Валентин Маслюков
ПОГОНЯ
Рождение волшебницы
книга пятая
Знойным летом 771 года от воплощения Рода Вседержителя по неспокойным дорогам Словании шел хорошенький, ясноглазый пигалик с котомкой за плечами.
Молоденького пигалика, пока он не вошел в возраст, лет до тридцати и до сорока иной раз, трудно отличить от обыкновенного мальчишки, разве что необычайно благоразумного и воспитанного. Таков и был с виду одинокий путник с котомкой; довольно широкое, но тонко очерченное в подбородке, круглое личико его отличалось младенческой нежностью румянца. Глубокие темные глаза, бровки, реснички и розовые губки — вот вам примерный и чисто умытый мальчик; и только трезвое напоминание стороной, что это все ж таки не мальчишка, а пигалик, не ребенок, заставляло остановиться на мысли, что малышу этому, должно быть, не меньше двадцати лет отроду. А то и все тридцать.
Пышные соломенные вихры малыша украшали несколько васильков, только что сорванных, по-видимому, на обочине, — плоская белая шапочка оказалась в руках, и пигалик помахивал ею на ходу, словно бы не зная, куда пристроить. Легкомысленные украшения на макушке вызывали представление о свойственных легкомысленным летам забавах, но внушительный кинжал на поясе, напротив, подводил к мысли, что парнишка шутить не склонен. Можно было отметить основательное дорожное снаряжение путешественника: крепкие башмаки, которые оставляли в пыли утыканный гвоздиками след, толстая зеленая куртка и кожаная котомка с карманами. Все это было, несомненно, самое основательное, настоящее, рассчитанное не на забавы, а на долгий путь и трудную службу — все принадлежало основательному, в известном уже возрасте человечку.

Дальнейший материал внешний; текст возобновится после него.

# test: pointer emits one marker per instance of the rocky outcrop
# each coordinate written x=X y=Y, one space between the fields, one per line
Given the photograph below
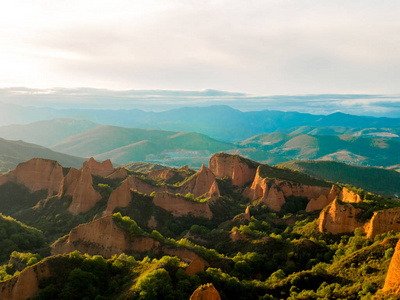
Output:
x=120 y=197
x=349 y=196
x=201 y=184
x=26 y=284
x=102 y=169
x=317 y=204
x=180 y=206
x=205 y=292
x=119 y=173
x=102 y=237
x=167 y=174
x=79 y=185
x=195 y=267
x=339 y=218
x=37 y=174
x=392 y=281
x=247 y=216
x=384 y=221
x=273 y=192
x=233 y=167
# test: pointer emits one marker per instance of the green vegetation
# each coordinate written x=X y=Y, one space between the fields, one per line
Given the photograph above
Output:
x=14 y=152
x=376 y=180
x=288 y=174
x=15 y=236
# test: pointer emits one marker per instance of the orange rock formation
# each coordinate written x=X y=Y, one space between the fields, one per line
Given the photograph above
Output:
x=205 y=292
x=273 y=192
x=247 y=214
x=120 y=197
x=102 y=237
x=349 y=196
x=79 y=185
x=392 y=281
x=102 y=169
x=180 y=206
x=36 y=174
x=384 y=221
x=233 y=167
x=118 y=173
x=339 y=218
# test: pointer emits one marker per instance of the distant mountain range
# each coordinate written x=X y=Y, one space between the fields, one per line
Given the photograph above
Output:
x=219 y=122
x=366 y=147
x=14 y=152
x=376 y=180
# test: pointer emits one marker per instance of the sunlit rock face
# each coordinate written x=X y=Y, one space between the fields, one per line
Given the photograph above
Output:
x=37 y=174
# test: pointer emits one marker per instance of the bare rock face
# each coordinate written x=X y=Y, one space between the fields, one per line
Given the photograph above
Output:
x=349 y=196
x=201 y=184
x=317 y=204
x=26 y=284
x=247 y=214
x=118 y=174
x=102 y=169
x=275 y=199
x=120 y=197
x=339 y=218
x=384 y=221
x=273 y=192
x=36 y=174
x=334 y=193
x=195 y=267
x=205 y=292
x=180 y=206
x=79 y=185
x=102 y=237
x=392 y=281
x=166 y=174
x=233 y=167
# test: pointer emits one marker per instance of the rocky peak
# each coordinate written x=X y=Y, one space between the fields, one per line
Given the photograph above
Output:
x=180 y=206
x=120 y=197
x=339 y=218
x=79 y=185
x=233 y=167
x=37 y=174
x=206 y=292
x=347 y=195
x=247 y=214
x=102 y=169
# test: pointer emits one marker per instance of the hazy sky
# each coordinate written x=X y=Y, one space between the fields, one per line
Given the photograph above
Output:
x=259 y=47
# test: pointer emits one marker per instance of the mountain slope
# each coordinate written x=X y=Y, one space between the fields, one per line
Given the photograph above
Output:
x=279 y=147
x=46 y=133
x=14 y=152
x=124 y=145
x=376 y=180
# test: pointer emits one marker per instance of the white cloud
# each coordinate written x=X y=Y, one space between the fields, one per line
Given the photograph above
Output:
x=262 y=47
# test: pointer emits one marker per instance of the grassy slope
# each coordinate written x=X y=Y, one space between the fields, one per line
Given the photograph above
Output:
x=46 y=133
x=14 y=152
x=124 y=145
x=376 y=180
x=279 y=147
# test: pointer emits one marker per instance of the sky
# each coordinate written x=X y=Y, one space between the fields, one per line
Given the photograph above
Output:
x=282 y=47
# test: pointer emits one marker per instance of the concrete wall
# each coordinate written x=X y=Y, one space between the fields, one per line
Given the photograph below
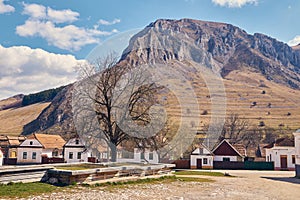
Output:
x=137 y=157
x=274 y=154
x=29 y=159
x=209 y=164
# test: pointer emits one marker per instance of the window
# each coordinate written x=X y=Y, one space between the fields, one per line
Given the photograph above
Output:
x=142 y=156
x=70 y=155
x=79 y=155
x=24 y=155
x=55 y=153
x=151 y=156
x=293 y=159
x=226 y=159
x=33 y=155
x=13 y=154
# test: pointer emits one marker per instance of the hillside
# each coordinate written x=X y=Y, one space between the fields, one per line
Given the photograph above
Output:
x=260 y=74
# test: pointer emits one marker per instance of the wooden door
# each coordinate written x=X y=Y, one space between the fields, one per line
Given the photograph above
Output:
x=199 y=163
x=283 y=162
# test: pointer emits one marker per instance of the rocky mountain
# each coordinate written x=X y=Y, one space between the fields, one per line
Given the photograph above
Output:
x=255 y=68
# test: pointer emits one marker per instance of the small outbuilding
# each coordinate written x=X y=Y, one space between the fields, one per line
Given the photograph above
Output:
x=201 y=158
x=297 y=152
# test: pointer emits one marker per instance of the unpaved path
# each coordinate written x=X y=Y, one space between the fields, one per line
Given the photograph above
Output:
x=262 y=185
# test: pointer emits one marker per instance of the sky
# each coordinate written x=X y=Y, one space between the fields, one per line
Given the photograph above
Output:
x=43 y=41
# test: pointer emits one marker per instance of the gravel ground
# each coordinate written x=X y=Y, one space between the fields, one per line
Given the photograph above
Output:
x=246 y=185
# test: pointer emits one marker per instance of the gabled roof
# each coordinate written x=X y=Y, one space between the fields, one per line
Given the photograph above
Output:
x=50 y=141
x=282 y=142
x=225 y=148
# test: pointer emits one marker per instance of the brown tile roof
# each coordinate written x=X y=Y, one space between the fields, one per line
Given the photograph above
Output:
x=282 y=142
x=50 y=141
x=240 y=148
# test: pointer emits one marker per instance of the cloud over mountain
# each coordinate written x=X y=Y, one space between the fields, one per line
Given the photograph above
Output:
x=25 y=70
x=54 y=26
x=4 y=8
x=234 y=3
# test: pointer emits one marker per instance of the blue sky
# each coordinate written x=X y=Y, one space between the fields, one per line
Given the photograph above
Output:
x=41 y=41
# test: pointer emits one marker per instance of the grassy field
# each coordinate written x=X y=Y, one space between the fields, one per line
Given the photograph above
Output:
x=22 y=190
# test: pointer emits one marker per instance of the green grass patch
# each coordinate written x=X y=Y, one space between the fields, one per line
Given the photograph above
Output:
x=79 y=167
x=22 y=190
x=200 y=173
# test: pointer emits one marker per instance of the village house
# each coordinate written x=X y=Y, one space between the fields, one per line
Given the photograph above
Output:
x=282 y=153
x=139 y=156
x=201 y=158
x=297 y=152
x=9 y=145
x=75 y=151
x=39 y=148
x=226 y=152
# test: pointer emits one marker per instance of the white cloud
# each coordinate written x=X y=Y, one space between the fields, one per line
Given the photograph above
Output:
x=234 y=3
x=61 y=16
x=43 y=22
x=35 y=11
x=4 y=8
x=105 y=22
x=294 y=41
x=25 y=70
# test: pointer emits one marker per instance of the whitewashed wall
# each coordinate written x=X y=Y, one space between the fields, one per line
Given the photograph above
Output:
x=274 y=154
x=220 y=158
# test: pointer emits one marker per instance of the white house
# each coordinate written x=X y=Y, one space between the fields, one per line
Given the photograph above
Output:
x=201 y=158
x=139 y=156
x=297 y=152
x=76 y=151
x=282 y=153
x=38 y=147
x=1 y=158
x=227 y=152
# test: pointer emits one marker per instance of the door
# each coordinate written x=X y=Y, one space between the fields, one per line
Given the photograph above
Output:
x=283 y=162
x=199 y=163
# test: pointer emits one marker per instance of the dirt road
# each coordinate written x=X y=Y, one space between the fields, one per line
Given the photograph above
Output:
x=262 y=185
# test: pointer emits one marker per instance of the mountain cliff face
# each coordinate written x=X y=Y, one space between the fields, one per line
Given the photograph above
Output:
x=221 y=46
x=230 y=47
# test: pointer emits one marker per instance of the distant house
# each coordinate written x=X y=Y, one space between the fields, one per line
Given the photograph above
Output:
x=38 y=148
x=9 y=145
x=75 y=151
x=225 y=151
x=139 y=156
x=282 y=153
x=297 y=152
x=201 y=158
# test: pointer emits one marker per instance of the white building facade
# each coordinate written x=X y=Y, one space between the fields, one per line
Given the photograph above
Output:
x=297 y=152
x=139 y=156
x=282 y=156
x=201 y=158
x=30 y=152
x=75 y=151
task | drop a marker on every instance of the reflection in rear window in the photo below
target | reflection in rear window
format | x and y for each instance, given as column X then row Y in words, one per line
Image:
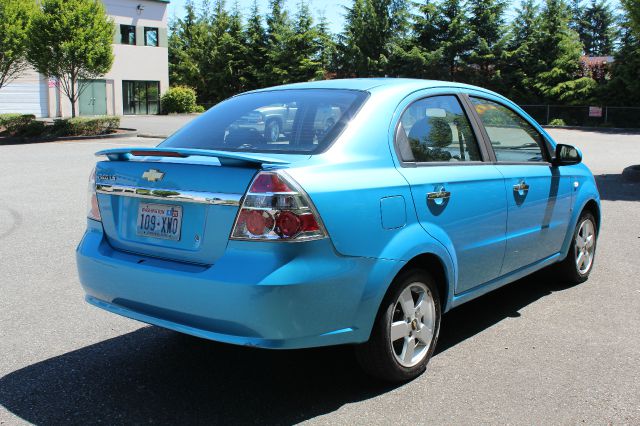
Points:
column 284, row 121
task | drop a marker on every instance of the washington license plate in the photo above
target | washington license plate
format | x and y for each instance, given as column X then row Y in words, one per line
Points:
column 159, row 221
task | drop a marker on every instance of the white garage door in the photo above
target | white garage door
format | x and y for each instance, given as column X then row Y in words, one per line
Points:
column 25, row 96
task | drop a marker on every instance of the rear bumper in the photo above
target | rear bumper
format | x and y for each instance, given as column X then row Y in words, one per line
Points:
column 258, row 294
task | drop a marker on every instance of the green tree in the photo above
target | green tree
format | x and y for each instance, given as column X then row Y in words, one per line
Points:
column 560, row 50
column 521, row 61
column 327, row 49
column 454, row 38
column 15, row 17
column 70, row 40
column 279, row 35
column 632, row 8
column 486, row 23
column 256, row 47
column 419, row 55
column 624, row 86
column 372, row 29
column 223, row 62
column 305, row 48
column 595, row 25
column 186, row 49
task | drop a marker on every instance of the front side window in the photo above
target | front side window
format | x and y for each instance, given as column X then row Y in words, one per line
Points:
column 513, row 139
column 128, row 34
column 436, row 129
column 150, row 36
column 283, row 121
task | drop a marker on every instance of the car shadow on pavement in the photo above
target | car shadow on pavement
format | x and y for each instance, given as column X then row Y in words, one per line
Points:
column 613, row 187
column 157, row 376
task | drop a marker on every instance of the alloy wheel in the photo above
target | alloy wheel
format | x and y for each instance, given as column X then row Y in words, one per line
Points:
column 412, row 325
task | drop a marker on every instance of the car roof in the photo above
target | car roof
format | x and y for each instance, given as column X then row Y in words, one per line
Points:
column 368, row 84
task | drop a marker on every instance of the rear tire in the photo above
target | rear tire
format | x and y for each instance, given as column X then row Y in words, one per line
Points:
column 406, row 330
column 578, row 264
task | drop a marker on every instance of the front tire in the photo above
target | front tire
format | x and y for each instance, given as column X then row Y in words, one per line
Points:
column 577, row 266
column 406, row 330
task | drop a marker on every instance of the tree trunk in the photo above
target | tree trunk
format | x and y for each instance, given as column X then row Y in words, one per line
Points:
column 72, row 98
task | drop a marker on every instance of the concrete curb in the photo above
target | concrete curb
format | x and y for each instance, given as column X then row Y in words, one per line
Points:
column 128, row 133
column 596, row 129
column 152, row 136
column 632, row 173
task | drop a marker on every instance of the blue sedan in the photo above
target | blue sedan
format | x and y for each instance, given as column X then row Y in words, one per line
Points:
column 375, row 206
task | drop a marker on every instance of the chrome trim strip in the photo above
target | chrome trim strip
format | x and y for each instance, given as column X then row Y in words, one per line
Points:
column 215, row 198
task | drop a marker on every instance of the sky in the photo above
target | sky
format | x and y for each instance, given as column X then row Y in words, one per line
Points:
column 332, row 9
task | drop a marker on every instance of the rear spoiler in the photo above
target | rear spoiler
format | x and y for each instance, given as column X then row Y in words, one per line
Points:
column 226, row 158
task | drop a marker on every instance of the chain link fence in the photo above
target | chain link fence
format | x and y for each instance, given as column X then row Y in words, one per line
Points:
column 585, row 116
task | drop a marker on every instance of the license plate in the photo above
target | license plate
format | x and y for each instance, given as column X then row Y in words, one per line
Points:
column 159, row 221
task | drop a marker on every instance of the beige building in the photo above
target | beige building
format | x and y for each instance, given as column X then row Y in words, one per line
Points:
column 140, row 72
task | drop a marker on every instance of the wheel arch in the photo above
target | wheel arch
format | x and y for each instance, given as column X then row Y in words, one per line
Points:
column 432, row 264
column 592, row 206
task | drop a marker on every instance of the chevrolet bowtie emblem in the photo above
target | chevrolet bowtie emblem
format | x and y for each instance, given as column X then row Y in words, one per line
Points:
column 153, row 175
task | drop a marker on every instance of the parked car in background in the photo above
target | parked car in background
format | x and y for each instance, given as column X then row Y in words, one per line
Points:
column 380, row 205
column 272, row 122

И потом — с этого следовало начинать! — дети пигаликов не гуляют за сотни верст от родного дома, от исконных своих обителей в горных дебрях Меженного хребта, пигалики не знают беспризорников и бездомных, и значит, ничего иного не оставалось, как признать, что розовощекий, нежный малыш этот был вполне сознательной, ответственной за свои поступки личностью.
И то только удивительно, что судьба хранила малыша, его никто не обидел. Ладно, никто не позарился на детского размера куртку и башмаки — пусть, но ведь, наверное же, можно было найти применение такому полезному предмету, как котомка, — завидная вещь для всякого из тех беззастенчивых молодцев, которые в несметном множестве заполонили собой слованские дороги. (Надо было бы, впрочем, исключить из опасных для нравственности бродяг и разного встречного ворья соблазнов кинжал — штуку вполне подходящую, но, как известно, обоюдоострую.)
Так или иначе, оказавшись за сотни верст от родных гор, малыш, конечно же, претерпел немало превратностей, и если хранила его до сих пор судьба, то не менее того хранило и самое звание пигалика — существа и презренного, и опасного, вредоносного по сути крепко укоренившегося в народе предрассудка. И поскольку проистекающая от пигалика опасность представляет собой по смутному понятию обывателя нечто неуловимое и необъяснимое, обыватель (тот же бродяга) склонен сторониться заразы, не доискиваясь причин.
Словом, Золотинка… — а хорошенький пигалик с котомкой за плечами и была, разумеется, претерпевшая превращение Золотинка! — не узнавала страны, которой не видела почти два года. Страшно сказать — два года! — если не было тебя два года на родине в пору смут и лихолетья. То была чужая страна, чужая. Ощущение, поразившее Золотинку тем больнее, что не было никакого способа вернуться к своей. Где же искать иную? Ту, что навеки сроднилась с юностью Золотинки и детством, что мерещилась ей в подземельях у пигаликов.
Не внешние приметы беды: пожарища и поросшие сорняками пустоши, где белели растасканные собаками кости, угнетали Золотинку — не только это, но нечто такое непоправимо переменившееся в самих основах народной жизни и духа. Это можно было бы назвать ожесточением и безразличием в той же мере… какое-то разнузданное равнодушие ко всему на свете, включая, кажется, и собственную жизнь.
Толпы оборванных висельников на дорогах с пренебрежением взирали на развешенных в назидание живым мертвецов, которые отягощали ветви всякого сколько-нибудь раскидистого и приметного, на пригорке дуба. Посинелые мертвецы отвечали живым точно таким же равнодушием, которое нисколько не умалялось кривой ухмылкой на запрокинутой, перекошенной роже. Казалось, те и другие без затруднений менялись местами: живые заступали место повешенных, тогда как висельники сходили повсюду по нужде за людей.